On the alignment of IP packets
[Posted June 15, 2004 by corbet]
Device drivers for network interfaces must allocate a "socket buffer"
("skb") for each incoming packet. A standard idiom in the skb allocation
code is a line like this:
skb_reserve(skb, 2);
This call tells the socket buffer code to set aside the first two bytes of
the data buffer. The reason why this is done can be seen by looking at the
resulting layout of an IP packet in the buffer:
The network stack makes frequent use of the IP addresses stored in the
packet. By padding the beginning of an ethernet-style packet by two bytes,
a network driver can cause those addresses to be aligned on a four-byte
boundary.
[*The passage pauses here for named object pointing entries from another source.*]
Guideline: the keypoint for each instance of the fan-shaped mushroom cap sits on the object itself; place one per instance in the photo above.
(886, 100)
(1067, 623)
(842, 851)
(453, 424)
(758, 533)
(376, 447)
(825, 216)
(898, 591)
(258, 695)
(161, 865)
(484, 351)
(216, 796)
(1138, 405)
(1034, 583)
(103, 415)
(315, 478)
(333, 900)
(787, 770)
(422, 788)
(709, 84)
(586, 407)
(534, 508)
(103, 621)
On some architectures, at least, that alignment will speed
access to the addresses and make the networking system faster.
Or so it might seem. As Anton Blanchard recently figured out, this padding is not always
helpful. A number of modern architectures (Anton works with PPC64, but
Intel-style architectures qualify too) have no real problem with unaligned
memory accesses, so the two-byte offset on IP packets does not necessarily
help things.
Unfortunately, the DMA engines in a number of systems do have
trouble working with unaligned addresses. A padded packet buffer does not
start on an aligned address, with the result that DMA operations to that
buffer can be slower than they should be. As network adapters get faster,
the DMA performance penalty becomes increasingly significant.
Anton's proposal was to change the skb_reserve() calls into calls to a
new skb_align() function, which could, depending on the
architecture, decide whether to insert the padding or not. David Miller pointed out, however, that the magic constant
"2" appears in quite a few places, and simply removing the padding could
create bugs elsewhere in the driver code.
The real solution is likely to be the
addition of a defined constant called
something like NET_IP_ALIGN; this constant would be the amount of
padding needed for packet alignment on the current architecture. Yes,
things probably should have been done that way from the beginning, but life
is like that. In any case, once the constant is in, each individual driver
can be looked over and fixed up as need be. And one small obstacle to top
performance on high-end network adapters will have been removed.